Far and away the most common molecule in the universe, molecular hydrogen (H2) is a difficult compound to observe directly because it has no dipole moment and thus no dipole-allowed rotational transitions. H2 was identified in space for the first in an unusual way, via a spectrograph lifted into the upper atmosphere aboard an Aerobee-150 rocket, as described by Carruthers in 1970. The spectrum taken toward the star ξ Persei exhibited Lyman ultraviolet bands. Smith subsequently observed 10 bands of the Lyman system as well as one band of the Werner series with another rocket-launched spectrograph aimed toward δ Scorpii.

 
© GK Burnett

Later observations with the Copernicus Satellite reported by Spitzer et al. confirmed the earlier detection of H2 and also reported the first detection of HD, deuterated molecular hydrogen.
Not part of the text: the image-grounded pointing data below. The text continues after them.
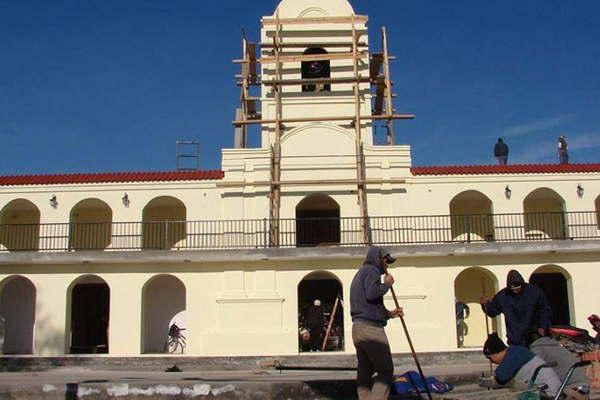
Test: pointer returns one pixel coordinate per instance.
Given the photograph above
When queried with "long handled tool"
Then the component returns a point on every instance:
(330, 325)
(487, 323)
(412, 348)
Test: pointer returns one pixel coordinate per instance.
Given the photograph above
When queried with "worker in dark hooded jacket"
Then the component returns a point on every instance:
(369, 317)
(524, 306)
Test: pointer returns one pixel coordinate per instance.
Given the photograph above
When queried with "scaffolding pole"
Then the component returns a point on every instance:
(275, 197)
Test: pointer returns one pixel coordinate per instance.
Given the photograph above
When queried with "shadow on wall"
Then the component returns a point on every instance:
(49, 340)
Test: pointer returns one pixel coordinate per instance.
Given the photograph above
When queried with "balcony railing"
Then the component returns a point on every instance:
(306, 232)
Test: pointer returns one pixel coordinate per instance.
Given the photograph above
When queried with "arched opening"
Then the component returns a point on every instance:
(89, 301)
(544, 215)
(317, 221)
(317, 319)
(471, 217)
(91, 225)
(20, 225)
(598, 211)
(17, 315)
(316, 69)
(163, 223)
(469, 286)
(556, 285)
(163, 303)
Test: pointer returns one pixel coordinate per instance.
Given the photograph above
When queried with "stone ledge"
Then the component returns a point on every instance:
(295, 254)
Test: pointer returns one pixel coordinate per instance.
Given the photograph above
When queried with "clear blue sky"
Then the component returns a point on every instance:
(110, 85)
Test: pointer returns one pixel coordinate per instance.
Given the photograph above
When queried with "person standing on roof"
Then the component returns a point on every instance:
(524, 306)
(563, 150)
(369, 317)
(501, 152)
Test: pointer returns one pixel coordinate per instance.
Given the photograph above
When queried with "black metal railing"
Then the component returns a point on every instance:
(304, 232)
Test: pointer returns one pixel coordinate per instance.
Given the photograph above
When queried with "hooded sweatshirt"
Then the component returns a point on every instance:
(524, 312)
(367, 291)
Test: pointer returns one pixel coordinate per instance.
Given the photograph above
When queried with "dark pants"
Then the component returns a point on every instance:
(374, 356)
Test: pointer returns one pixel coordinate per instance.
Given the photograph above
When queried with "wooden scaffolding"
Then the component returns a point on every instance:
(378, 78)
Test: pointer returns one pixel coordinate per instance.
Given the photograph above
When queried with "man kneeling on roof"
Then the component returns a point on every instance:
(578, 386)
(516, 364)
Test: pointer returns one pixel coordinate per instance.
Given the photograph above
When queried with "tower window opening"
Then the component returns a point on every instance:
(315, 70)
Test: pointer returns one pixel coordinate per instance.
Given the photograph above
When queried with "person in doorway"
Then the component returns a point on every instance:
(524, 306)
(305, 342)
(315, 319)
(563, 150)
(369, 317)
(516, 364)
(501, 152)
(462, 312)
(578, 386)
(595, 321)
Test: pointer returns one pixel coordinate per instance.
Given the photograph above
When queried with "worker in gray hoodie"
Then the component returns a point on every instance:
(369, 317)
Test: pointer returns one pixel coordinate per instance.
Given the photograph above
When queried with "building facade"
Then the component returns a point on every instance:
(105, 263)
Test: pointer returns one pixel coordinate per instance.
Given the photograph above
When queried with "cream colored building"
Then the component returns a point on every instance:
(104, 263)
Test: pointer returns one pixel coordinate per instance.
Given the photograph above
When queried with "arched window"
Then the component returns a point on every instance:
(316, 70)
(471, 217)
(319, 312)
(164, 223)
(544, 215)
(470, 322)
(555, 282)
(317, 221)
(90, 229)
(20, 225)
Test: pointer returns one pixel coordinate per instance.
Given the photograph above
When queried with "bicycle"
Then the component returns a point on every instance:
(175, 340)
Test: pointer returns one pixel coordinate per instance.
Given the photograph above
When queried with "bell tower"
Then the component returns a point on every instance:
(314, 73)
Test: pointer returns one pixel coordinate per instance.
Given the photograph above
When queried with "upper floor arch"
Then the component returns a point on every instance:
(544, 215)
(20, 225)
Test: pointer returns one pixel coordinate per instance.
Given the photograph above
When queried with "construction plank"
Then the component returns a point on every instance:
(316, 20)
(323, 119)
(312, 44)
(307, 57)
(316, 81)
(379, 96)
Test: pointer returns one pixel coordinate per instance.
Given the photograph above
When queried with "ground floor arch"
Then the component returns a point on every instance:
(325, 289)
(469, 286)
(555, 282)
(89, 309)
(163, 303)
(17, 315)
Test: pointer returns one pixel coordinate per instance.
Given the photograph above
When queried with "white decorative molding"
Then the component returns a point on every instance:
(224, 300)
(407, 297)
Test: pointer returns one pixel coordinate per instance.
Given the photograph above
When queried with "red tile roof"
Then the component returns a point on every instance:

Launched in 1999, the Far Ultraviolet Spectroscopic Explorer (FUSE) allowed nearly a decade of high resolution observations of hydrogen (see, for example, Snow et al.). FUSE detected H2 in comet C/2001 A2 (LINEAR) as reported by Feldman et al. in 2002. The gas giants are predominately composed of H2: Jupiter, ~90%, Saturn, ~96%, Uranus, ~83%, and Neptune, ~80%.